Chateau de blech
Even bad wine offers lessons
By Tim Protzman tprotzman@sbcglobal.net
Writing is like wine-making.
It’s much easier to write overblown, trite lines than it is to do something nuanced, with ascending structure and little gems of discovery along the way.
See, I just proved it.
I’m thinking about this because of a wine I tried. Now our mothers always told us, “If you can’t say anything nice, don’t say anything at all.”
To hell with that. This wine’s gonna be eviscerated. This wine and all who had the slightest hand in bringing it to me are going to feel my scorn.

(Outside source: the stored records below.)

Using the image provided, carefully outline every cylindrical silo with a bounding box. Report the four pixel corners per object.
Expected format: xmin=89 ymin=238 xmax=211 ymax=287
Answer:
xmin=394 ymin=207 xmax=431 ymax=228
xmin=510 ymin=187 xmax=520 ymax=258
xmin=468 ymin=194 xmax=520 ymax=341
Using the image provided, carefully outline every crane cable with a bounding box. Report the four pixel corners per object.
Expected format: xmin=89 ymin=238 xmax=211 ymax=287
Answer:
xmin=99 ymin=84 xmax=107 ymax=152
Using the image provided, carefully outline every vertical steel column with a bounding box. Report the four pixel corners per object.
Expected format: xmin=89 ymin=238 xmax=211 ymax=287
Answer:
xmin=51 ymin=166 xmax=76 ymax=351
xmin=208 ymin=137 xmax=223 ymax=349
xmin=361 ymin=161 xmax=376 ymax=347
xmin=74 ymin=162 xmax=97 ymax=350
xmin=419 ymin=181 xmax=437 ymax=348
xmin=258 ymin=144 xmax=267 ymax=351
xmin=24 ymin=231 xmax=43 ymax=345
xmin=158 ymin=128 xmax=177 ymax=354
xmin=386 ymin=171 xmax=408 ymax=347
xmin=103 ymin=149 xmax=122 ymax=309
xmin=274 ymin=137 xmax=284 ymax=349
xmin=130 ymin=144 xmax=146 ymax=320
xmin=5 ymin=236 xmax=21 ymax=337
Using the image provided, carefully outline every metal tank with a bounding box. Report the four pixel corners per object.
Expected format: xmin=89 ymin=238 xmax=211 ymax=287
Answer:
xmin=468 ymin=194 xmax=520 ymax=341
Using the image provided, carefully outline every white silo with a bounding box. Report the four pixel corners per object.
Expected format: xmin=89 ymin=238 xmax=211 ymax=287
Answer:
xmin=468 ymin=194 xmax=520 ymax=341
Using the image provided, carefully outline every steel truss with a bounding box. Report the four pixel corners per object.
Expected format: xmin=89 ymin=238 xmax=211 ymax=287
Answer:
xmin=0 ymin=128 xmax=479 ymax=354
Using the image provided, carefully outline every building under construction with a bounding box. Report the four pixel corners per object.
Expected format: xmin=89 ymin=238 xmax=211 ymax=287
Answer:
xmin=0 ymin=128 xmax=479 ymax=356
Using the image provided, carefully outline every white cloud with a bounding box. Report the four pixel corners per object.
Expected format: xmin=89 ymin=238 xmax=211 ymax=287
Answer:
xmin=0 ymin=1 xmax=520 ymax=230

And be victims of my prosey torrent of gusty words.
But first the back story.
It was in the ’70s, but before disco. American cuisine hadn’t changed yet so we ate meatloaf and iceberg lettuce and JellO and seven-layer salad and fake bacon bits and cheese that came in a can. My parents were making good money, like $25,000 a year and in 1971 it was huge. So we were eating out at better restaurants. Once I got pissy because Ma wouldn’t let me order frog legs. She relented on the vichyssoise, the cold potato and leek soup that’s hard to pronounce. It’s vee-she-swaz, not vee-she-swa. But that was the last time I ever had it, at the Log Cabin in Holyoke, Mass., on Easter Sunday. Back then families didn’t eat soup much unless it was out of a can.
The reason I never ate it again was about a year after the frog-leg-less Easter Sunday, a man in New York died of botulism after eating Bon Vivant brand canned vichyssoise. It kinda took my appetite away for cold soups, except for gazpacho. The New York Post headlines screamed: “In Elegant Westchester, Death Lurked in a Can!!”
And even though I had to refresh my memory of the event (on a Web site called Caskets on Parade of all things) I’ll never forget that headline. And it all came back to haunt me when I picked up the bottle of Chateau Tour de Gillet.
You know me and drinking the same wine twice. That’s why the display was so attractive. Four wines from the same producer and importer, side by side, slightly different prices and all 2005 Bordeaux, a vintage that’s heralded as the Vintage of the Millennium. But in Bordeaux every vintage is heralded. That’s why the growers say, “It’s the vintage of a lifetime!!!...until you try next year’s wine.”
Three of the wines — a Cote de Blaye, a Bordeaux Superiore and a Cote de Castillon — were delicious. The Chateau Tour de Gillet was not. It has the distinctive honor of being the single worst bottle of wine I’ve ever drunk. Even the old, oxidized cheap bottle of chianti that I reluctantly drank when I had to spend the night at my ex-wife’s house because of a snowstorm had more charm.
The Chateau Tour de Gillet tasted like three-day-old cold coffee. It had searing tannins and a harsh throat-clearing burn. The alcohol was oily and denatured in flavor. And it was from Montagne Saint-Emilion, a region I was unfamiliar with, which provided the only redeeming aspect of this sheep dip brew. It inspired a little research. Saint-Emilion is known for its wonderful merlot, cabernet franc and cabernet sauvignon blends. They taste drier and usually have less fruit than cabs or pinots. They have exquisite structure and the good ones reveal layers of different flavors as you sip. The mouth is left cottony, like after a good cup of unsweetened tea, but there are lingering fruit tastes, not juicy sweet fruit but subtle dried fruit that speaks in a whisper. There are four other regions with the Saint-Emilion name — Lussac-Saint-Emilion, Montagne-Saint-Emilion, St. George-St-Emilion and Puisseguin- Saint-Emilion. Each has its charms and gems, but Saint-Emilion proper has always held sway. Think Cheval Blanc, a premier cru wine that goes for $243 a bottle.
I would not drink Chateau Tour de Gillet again, but I have no regrets. To taste a wine this awful is a learning experience.
The other wine I tasted this week was simple, domestic and a bit of mysterious.
Carlos Rossi Chardonnay, $9.99 for a gallon jug. It’s funny that I tried this wine the day before I found out Ernest Gallo had died. He bought Carlos Rossi in the 1970s. Less successful was my search for info on Mr. Rossi. He was a second-generation Italian wine maker whose jug wines were then and now a best seller. With names like Sangria, Chablis and Paisano. The chardonnay was much better than expected. Crisp and a bit heavy, but with natural flavors and tastes that let you know this wine was once a growing, living organism. The finish was metallic. Not gunflint metallic or putting your tongue on a 9 volt battery metallic, but leaden and heavy. I would drink this wine again because any time a wine comes out better than I expected it’s something to celebrate. This wine also goes with Vichyssoise as would a tempranillo, a riesling, sake and a cava or prosecco.